Text and image used to feel so different.
It’s one of those oppositions that make for a great narrative of history. It's most clear in mathematics. The tension between the continuous and the discrete, symbolic and spatial, is a way to structure the history of math as a dramatic conflict, constant renegotiation of borders. Neither a pure opposition, nor a reducible symmetry: the major turning points in the history of mathematics were about finding the discrete at the heart of the continuous, or continuous in the discrete: from Zeno to Newton and Leibniz, to Cantor and Dedekind, to Grothendieck - the biggest mathematical discoveries, ones that would redefine all the subsequent mathematics, were often quite specifically about finding new ways in and out of this eternal duality – about the redefinition of their respective borders, their relative reposition.

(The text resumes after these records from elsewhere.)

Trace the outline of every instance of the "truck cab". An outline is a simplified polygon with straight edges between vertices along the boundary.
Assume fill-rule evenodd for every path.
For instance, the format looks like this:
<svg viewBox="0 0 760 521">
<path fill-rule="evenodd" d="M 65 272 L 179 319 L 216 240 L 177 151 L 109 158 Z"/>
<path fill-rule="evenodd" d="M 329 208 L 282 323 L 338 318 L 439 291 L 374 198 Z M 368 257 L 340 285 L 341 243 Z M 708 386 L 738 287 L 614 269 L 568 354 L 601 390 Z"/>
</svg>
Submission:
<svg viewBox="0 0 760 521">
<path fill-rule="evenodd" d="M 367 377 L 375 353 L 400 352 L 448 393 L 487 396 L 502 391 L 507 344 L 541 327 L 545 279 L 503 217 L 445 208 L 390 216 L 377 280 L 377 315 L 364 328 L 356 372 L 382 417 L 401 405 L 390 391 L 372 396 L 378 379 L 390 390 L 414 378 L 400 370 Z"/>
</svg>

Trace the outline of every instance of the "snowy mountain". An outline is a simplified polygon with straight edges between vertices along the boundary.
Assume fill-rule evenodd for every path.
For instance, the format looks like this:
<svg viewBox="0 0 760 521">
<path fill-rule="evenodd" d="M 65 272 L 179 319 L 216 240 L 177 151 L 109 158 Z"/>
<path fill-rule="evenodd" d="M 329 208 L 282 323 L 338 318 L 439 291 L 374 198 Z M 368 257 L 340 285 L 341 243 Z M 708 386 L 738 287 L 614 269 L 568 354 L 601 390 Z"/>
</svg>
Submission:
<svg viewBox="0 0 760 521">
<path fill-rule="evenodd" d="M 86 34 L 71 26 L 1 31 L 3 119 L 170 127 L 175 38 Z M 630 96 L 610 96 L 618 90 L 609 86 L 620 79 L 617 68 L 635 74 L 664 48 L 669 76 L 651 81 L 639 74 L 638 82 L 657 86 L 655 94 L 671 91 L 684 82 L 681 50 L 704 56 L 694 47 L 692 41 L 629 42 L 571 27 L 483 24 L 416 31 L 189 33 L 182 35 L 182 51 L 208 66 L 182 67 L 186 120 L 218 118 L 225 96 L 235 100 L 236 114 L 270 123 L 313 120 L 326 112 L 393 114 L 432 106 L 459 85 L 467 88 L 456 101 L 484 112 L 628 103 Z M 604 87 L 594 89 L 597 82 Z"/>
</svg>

We try to fit AI into a narrative. A great tension is just what a narrative needs, it keeps the history grounded. This one is not a feedback loop – the easy kind of tension some economic narratives end up with.
The “balance” between those two sides is conceptual – we “know”, we feel that some things are “discrete”, “textual”, “symbolic”, “discursive”, “digital”, and others are “continuous”, “figural”, “analogous”. And then something comes along that redefines those entrenched borders: infinitesimal number, infinite powerset, sheaf - Planck constant, wave-particle duality - digital camera, digital circuit. Things that seemed thoroughly discrete turn out to entail continuity, and the most elusively continuous objects reveal discrete arrangements at heart. The tension never collapses, but the balance has shifted, and it’ll be shifted again.
As a kid, I saw algorithmic symbolic manipulation as something very transparent, but this one time I stumbled upon an algorithm that worked with a very simplified map (it was in a magazine from around 1991). It was truly mind-blowing for me – breaching the border between those two completely separate domains, as I saw them. Of course, I learned enough since then to know that this border is labyrinthine and porous, but the early prejudice stayed with me.
Lyotard’s book, “Discourse, Figure”, proposes that there’s no such thing as a natural image. Every image refers to a particular script that helps us understand it, a particular way to link it to the idea of reality. We understand medieval illuminations, Renaissance, or Impressionist paintings using those different scripts, which are linked to each other by being critical of one another, as Cezanne was critical of Alberti’s perspective. There’s no natural way of painting that needs no script to be understood. There’s no absolute freedom of the figural, only its existence in relation to the textual.
This applies to mathematics, as I understand it, as well, as it doesn’t deal with pure continuity as such, but only with its symbolic descriptions, successively more and more elaborate symbolic roads that lead to a wider and wider range of continuities. But it’s irreducible to purely symbolic manipulation (at least, it’s a very defensible position to think this way): the idea, the imagination of the continuous guides the symbolic inventions which would be quite hard to understand without it. And every time we find a new way to describe the continuous, its limitations inspire even further symbolic work.
Lyotard doesn’t touch upon technology at all, which surprises me, since the rebalancing that happened with the advent of the printing press, or of a camera, is pretty obvious. His point, however, is relating the different scripts, different ways of understanding the image, to each other as history. Grounding that directly in technological inventions would perhaps be too vulgar-materialistic for him. I want to elaborate the technological side of this particular version of history in a future post.
AI, as we see it now, rebalances the discursive and the figural once again. Prompt, and the vector embedding, is the new gate at the border between text and image. Again, it won’t be perfect correspondence. The image as a category is not abolished by the prompt, though a massive category of images has been, creating a new source of panic. New space for images was carved out. What is the new image that comes post-prompt? What is the new script with which we will read the new continuities of the world?